Keep taking personal notes alongside AI transcription — then compare to calibrate
When using AI meeting transcription, continue taking personal compressed notes during the conversation rather than relying solely on transcripts—then review AI summary against your notes afterward to identify gaps and improve real-time capture calibration.
Why This Is a Rule
AI meeting transcription creates a dangerous comfort: "The AI is recording everything, so I don't need to take notes." But AI transcription captures words, not meaning. It records what was said but not what mattered — the subtext, the political dynamics, the shift in someone's position, the moment where the real decision happened. Only active human note-taking captures these interpretive layers.
More importantly, the act of note-taking during a meeting is a cognitive operation that produces understanding. Selective note-taking forces you to process in real time: what's important? What's new? What connects to my existing understanding? Delegating this to AI removes the processing and replaces it with passive attendance.

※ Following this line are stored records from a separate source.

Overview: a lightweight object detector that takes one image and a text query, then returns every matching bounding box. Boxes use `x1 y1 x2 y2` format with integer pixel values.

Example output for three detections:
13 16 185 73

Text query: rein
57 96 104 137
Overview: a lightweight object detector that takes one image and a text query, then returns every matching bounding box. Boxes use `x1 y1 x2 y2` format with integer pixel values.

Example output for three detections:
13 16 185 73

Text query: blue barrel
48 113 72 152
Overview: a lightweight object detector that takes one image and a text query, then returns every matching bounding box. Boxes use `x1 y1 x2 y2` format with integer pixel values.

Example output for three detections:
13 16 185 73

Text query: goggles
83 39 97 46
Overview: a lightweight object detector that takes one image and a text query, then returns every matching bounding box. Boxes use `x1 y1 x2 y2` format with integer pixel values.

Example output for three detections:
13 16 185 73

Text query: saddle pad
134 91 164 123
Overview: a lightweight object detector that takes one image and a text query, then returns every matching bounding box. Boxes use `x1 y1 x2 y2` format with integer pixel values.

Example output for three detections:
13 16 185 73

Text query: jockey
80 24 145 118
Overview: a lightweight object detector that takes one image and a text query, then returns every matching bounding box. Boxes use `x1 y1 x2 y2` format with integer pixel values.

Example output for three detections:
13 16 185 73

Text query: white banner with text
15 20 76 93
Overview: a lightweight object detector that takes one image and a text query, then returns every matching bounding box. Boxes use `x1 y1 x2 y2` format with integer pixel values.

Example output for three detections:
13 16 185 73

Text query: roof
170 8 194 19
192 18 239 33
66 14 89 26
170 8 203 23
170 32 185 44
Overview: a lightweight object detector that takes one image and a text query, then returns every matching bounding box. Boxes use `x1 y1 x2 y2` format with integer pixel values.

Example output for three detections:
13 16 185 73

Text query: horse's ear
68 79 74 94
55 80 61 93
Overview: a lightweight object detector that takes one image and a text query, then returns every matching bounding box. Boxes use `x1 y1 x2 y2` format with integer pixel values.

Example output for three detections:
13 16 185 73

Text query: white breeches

You leave the meeting with a transcript you haven't processed rather than notes you have.
The comparison step — reviewing AI summary against your personal notes — creates a calibration loop. Where the AI captured something you missed, your real-time filter was too narrow. Where your notes captured something the AI missed (subtext, significance, connection to other conversations), your human judgment added value that AI can't replicate.
When This Fires
- Using AI meeting transcription tools (Otter, Fireflies, Zoom AI summary)
- Attending meetings where AI is recording and you're tempted to stop taking notes
- Reviewing AI meeting summaries and wanting to improve their usefulness
- Any meeting context where AI transcription is available
Common Failure Mode
Stopping personal note-taking entirely because "the AI gets everything." Then receiving the transcript afterward and skimming it — absorbing almost nothing because the processing that note-taking provides didn't happen during the meeting. The transcript becomes an archive nobody reads rather than a tool that improves understanding.
The Protocol
During AI-transcribed meetings: (1) Take compressed personal notes — not verbatim, but your interpretation: what matters, what surprised you, what decisions were made, what's unresolved. (2) After the meeting, review the AI summary side by side with your notes. (3) What did the AI capture that you missed? → Your filter was too narrow in that moment. (4) What did your notes capture that the AI missed? → Your human judgment added irreplaceable value. (5) Merge the best of both into your final meeting notes. Over time, the comparison calibrates your real-time capture skill.